Diante de mulheres e meninas
que viverão como se tivessem voltado aos tempos medievais, fica a pergunta:
onde estão as feministas para dar voz a essas mulheres e condenar a
bestialidade do Talibã? Onde estão as mulheres que queimavam sutiãs “contra o
patriarcado”? Onde estão as atrizes famosas de Hollywood, que só depois de
juntar milhões de dólares em suas contas levantaram a voz contra produtores
poderosos e predadores sexuais? Onde está Hillary Clinton, a ex-primeira-dama
americana que permanece casada com um predador sexual cujos rastros ajudou a
esconder? Onde estão Madonna, Alexandria Ocasio-Cortez, Meryl Streep, Alyssa
Milano? Lady Gaga, por onde andas que não apareceu até agora para compor uma
canção sobre as mulheres do Afeganistão? Será que perdi a campanha de Oprah Winfrey
para angariar fundos para o resgate dessas mulheres?
Há uma série na Netflix, uma
joia perdida entre muito títulos, chamada She-Wolves: England’s Early
Queens (“Lobas: as primeiras rainhas da Inglaterra”, 2012), criada
e estrelada pela historiadora ph.D. de Cambridge e escritora Helen Castor.
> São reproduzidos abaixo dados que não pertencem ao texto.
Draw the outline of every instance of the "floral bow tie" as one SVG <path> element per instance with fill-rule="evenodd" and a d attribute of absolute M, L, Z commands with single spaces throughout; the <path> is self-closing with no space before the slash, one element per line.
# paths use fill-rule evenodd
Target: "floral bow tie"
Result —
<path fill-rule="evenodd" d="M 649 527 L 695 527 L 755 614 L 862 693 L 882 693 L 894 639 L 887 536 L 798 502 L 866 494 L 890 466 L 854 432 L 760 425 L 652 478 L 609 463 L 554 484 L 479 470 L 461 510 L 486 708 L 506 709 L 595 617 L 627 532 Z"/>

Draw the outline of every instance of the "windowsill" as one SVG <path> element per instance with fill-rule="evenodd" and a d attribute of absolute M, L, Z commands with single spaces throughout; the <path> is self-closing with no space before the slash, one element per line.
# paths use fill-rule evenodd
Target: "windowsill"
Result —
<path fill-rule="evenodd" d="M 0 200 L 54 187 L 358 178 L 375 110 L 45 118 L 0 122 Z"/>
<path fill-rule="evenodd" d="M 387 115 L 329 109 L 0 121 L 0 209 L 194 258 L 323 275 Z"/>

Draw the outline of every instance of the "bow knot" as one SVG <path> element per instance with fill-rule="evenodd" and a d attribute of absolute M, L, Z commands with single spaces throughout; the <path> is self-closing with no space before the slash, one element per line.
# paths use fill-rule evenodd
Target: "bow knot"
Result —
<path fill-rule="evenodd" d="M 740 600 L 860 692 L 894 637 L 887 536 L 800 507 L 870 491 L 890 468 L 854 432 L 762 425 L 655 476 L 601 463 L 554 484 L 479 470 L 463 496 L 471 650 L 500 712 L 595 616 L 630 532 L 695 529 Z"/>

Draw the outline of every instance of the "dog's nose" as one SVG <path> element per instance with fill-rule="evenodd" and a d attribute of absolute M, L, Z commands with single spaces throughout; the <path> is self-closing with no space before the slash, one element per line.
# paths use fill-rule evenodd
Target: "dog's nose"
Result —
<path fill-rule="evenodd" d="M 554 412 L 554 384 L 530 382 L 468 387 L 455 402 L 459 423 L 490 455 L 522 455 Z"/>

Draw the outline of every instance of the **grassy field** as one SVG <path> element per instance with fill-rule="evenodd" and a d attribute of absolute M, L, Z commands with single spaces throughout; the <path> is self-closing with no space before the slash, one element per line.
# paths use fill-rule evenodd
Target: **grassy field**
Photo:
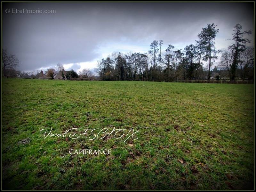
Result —
<path fill-rule="evenodd" d="M 253 85 L 3 78 L 2 86 L 4 189 L 253 188 Z M 139 139 L 40 132 L 113 127 L 139 130 Z"/>

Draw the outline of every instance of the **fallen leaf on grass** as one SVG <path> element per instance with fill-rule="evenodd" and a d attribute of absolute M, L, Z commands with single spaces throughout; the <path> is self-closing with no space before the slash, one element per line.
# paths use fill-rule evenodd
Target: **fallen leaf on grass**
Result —
<path fill-rule="evenodd" d="M 128 157 L 126 159 L 126 160 L 127 161 L 127 163 L 131 163 L 131 162 L 133 162 L 133 160 Z"/>
<path fill-rule="evenodd" d="M 31 139 L 22 139 L 21 141 L 20 141 L 18 142 L 18 144 L 26 144 L 28 143 L 31 140 Z"/>
<path fill-rule="evenodd" d="M 199 172 L 199 171 L 197 170 L 197 169 L 196 169 L 196 167 L 195 166 L 193 166 L 192 167 L 192 168 L 191 169 L 191 171 L 192 172 L 192 173 L 194 174 L 196 174 Z"/>
<path fill-rule="evenodd" d="M 231 174 L 227 174 L 227 177 L 228 179 L 233 179 L 234 178 L 234 176 Z"/>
A
série é uma viagem fascinante pela trajetória de algumas das mulheres mais
extraordinárias da monarquia britânica, daquelas que realmente desafiaram o
poder, as injustiças, as convenções e que fizeram história. Feminismo raiz, e
não de butique, que prega apenas o ódio contra os homens “opressores” do
Ocidente, justamente aqueles que ajudaram a construir os tempos mais livres da
história da humanidade.
Logo no primeiro episódio
somos apresentados à mais antiga das “lobas”, chamadas assim até por
Shakespeare: Matilde de Flandres (1031-1083), primeira mulher a exercer o cargo
de rainha britânica com autoridade e não apenas como esposa decorativa do rei.
A série ainda relembra Leonor de Aquitânia (1122-1204), Isabel da França
(1295-1358), Margarida de Anjou (1430-1482), Joana Grey (1536-1554), Maria I
(1516-1558) e Elizabeth I (1533-1603). Cada capítulo nos transporta para uma
história de mil anos que mostra mulheres que, para muitos deslumbrados e
desavisados de hoje, aparentemente nunca existiram. Porque jamais aceitariam
essa sororidade hipócrita de hoje ou qualquer pedágio ideológico para merecer
proteção. O tíquete para a relevância nos livros de história não se compra nos
guichês de partidos políticos nem nos despachantes engajados de parte da
imprensa.
As lobas de Helen Castor e as
mulheres que, na quietude de seus anonimatos, inspiram aquelas que lutam contra
regimes bárbaros, essas, sim, estão a salvo de modismos passageiros e fúteis e
das ideologias revolucionárias de auditório. Seus nomes serão lembrados muito
tempo depois que a geração da indignação seletiva tiver desaparecido.